As @ianprime0509 said, the interfaces support direct file transfers if the OS supports it, stream will lower to this. Both stream and sendFileAll will fall back to going through the buffer if the OS doesn’t support direct file copies.

Also, instead of allocating a buffer the size of a file you should stick to a stack array of a couple of megabytes as read/write operations have an upper bound, so past that point there is no change in the number of syscalls which are the main bottleneck.

Only one buffer is needed, the interfaces will bypass their buffers when the data is larger. std arbitrarily chose to use the writer’s buffer for the fallback, so the writer is the only one that needs a buffer.

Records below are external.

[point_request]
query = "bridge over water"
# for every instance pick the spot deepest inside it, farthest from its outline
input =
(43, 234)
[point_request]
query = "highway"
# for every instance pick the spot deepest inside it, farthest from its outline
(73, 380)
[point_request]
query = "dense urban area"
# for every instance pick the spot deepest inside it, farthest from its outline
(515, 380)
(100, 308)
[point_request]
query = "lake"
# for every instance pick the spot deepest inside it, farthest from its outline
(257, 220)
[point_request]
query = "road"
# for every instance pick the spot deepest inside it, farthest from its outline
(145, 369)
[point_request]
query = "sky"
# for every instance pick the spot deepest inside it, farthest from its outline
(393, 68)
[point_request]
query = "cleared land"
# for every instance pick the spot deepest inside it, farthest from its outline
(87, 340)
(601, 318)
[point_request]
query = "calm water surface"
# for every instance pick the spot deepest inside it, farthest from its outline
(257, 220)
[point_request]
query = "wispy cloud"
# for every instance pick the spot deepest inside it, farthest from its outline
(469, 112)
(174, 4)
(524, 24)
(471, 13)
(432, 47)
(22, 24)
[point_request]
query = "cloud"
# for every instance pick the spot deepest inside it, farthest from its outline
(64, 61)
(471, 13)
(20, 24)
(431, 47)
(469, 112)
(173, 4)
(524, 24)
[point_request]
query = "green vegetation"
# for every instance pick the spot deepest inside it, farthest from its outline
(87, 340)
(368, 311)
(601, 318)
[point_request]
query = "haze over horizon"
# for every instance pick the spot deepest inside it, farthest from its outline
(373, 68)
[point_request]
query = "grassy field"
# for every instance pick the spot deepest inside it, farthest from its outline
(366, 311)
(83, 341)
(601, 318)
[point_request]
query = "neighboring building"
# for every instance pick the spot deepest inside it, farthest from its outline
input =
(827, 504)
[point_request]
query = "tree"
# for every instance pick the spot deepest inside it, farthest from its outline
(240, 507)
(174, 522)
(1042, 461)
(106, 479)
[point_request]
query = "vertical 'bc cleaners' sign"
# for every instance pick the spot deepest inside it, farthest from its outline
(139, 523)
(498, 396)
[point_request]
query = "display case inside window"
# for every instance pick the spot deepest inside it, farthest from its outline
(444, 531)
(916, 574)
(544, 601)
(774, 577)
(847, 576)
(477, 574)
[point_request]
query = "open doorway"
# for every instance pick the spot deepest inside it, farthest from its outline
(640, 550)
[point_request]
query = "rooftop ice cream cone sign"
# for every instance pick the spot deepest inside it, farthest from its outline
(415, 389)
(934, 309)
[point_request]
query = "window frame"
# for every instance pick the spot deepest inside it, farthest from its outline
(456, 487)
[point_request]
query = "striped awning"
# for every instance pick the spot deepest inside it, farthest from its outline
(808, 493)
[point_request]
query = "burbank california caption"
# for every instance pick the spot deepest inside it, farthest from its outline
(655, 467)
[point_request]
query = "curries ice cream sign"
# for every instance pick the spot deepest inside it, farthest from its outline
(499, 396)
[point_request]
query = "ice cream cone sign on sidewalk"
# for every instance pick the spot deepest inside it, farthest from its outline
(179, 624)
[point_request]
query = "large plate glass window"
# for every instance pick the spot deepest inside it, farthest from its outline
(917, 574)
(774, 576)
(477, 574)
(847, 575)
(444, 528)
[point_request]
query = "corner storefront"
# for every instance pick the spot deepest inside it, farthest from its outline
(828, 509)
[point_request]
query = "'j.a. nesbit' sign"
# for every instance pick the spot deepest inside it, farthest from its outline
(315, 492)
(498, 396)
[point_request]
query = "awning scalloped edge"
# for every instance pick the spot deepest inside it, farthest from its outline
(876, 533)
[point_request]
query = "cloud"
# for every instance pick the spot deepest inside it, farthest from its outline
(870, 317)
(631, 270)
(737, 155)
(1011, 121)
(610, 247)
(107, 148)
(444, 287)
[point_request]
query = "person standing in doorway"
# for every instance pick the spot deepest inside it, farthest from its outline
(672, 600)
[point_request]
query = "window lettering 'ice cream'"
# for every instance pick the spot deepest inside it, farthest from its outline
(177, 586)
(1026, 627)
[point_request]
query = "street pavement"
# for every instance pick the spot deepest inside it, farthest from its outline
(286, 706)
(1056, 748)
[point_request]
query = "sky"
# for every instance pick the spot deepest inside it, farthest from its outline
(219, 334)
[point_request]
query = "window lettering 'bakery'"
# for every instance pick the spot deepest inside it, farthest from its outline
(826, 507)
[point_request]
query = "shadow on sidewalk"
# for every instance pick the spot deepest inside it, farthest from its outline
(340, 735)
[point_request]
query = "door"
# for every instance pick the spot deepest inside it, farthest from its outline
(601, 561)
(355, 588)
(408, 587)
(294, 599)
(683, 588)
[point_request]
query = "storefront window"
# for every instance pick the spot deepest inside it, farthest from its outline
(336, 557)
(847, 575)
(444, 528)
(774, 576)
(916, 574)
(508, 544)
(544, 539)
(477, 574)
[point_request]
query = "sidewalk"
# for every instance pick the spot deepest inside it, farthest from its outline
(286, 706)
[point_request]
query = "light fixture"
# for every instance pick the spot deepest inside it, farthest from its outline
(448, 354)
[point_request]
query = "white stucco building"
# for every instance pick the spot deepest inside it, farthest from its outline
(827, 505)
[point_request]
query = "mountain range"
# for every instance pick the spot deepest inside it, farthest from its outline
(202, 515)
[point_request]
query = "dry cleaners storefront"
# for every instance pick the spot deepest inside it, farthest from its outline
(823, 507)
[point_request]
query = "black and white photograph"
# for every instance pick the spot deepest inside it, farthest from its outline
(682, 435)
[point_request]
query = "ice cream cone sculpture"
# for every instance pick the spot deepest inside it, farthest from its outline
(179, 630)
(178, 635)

There are probably some syscalls to batch writing to multiple files, maybe even batch direct file copies. I don’t think reader/writer/Io will support this, at least the very least they wouldn’t do it for you magically.

1 Like

You’re correct. After checking syscalls, looks like the reader.stream() and writer.sendFileAll() both do the same thing. reader.stream() seems more efficient, since it’s calling copy_file_range() jus once. writer.sendFileAll() was also creating two syscalls. First returning the number of bytes and second one returning 0. I noticed that GNU cp uses NULL for offsets, but zig uses 0. And it creates two syscalls like writer.sendFileAll(). Maybe those offsets are affecting performance?